Korshak counted among his friends Lew Wasserman, the head of MCA, and President Ronald Reagan. Reports suggested that his relationships with the Democratic Party, through his brother, and the Republican Party, through the Teamsters and Reagan, helped keep him out of jail when so many others were convicted for less. The New York Times stated in his obituary that “it was a tribute to Sidney Korshak’s success that he was never indicted.”

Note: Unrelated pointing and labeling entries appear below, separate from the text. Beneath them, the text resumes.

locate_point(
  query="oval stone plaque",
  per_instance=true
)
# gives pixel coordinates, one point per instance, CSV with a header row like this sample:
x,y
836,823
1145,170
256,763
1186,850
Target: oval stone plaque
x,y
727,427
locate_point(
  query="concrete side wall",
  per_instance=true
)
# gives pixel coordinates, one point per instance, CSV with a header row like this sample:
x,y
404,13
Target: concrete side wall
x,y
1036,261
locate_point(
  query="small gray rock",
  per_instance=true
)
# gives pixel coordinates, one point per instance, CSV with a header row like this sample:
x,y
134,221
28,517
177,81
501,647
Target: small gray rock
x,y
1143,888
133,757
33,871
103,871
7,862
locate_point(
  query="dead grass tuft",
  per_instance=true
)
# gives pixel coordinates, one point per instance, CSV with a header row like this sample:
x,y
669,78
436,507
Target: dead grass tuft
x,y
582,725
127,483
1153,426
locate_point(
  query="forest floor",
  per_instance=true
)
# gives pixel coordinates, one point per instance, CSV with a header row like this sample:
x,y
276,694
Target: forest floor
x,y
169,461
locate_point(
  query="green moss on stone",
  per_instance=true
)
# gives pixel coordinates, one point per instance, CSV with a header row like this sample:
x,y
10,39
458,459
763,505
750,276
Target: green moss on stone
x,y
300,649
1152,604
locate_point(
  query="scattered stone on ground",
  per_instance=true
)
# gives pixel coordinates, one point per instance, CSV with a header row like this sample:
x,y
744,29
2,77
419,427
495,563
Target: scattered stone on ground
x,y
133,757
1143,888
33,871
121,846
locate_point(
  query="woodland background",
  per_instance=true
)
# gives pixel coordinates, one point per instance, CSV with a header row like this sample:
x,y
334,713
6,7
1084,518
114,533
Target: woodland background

There is no biography of Korshak and little secondary literature apart from Dan Moldea, Dark Victory: Ronald Reagan, MCA, and the Mob (1986), and Lester Velie, “The Capone Gang Muscles into Big-Time Politics,” Collier’s (30 Sept. 1950). Newspapers sometimes covered his activities. An example is Paul Steiger’s article in the Los Angeles Times (15 Sept. 1968). See also the four-part, front-page series on Korshak by Seymour M. Hersh for the New York Times (27–30 June 1976). Nick Tosches, “The Man Who Kept the Secrets,” Vanity Fair (Apr. 1997), appeared the year after Korshak’s death. An obituary is in the New York Times (22 Jan. 1996).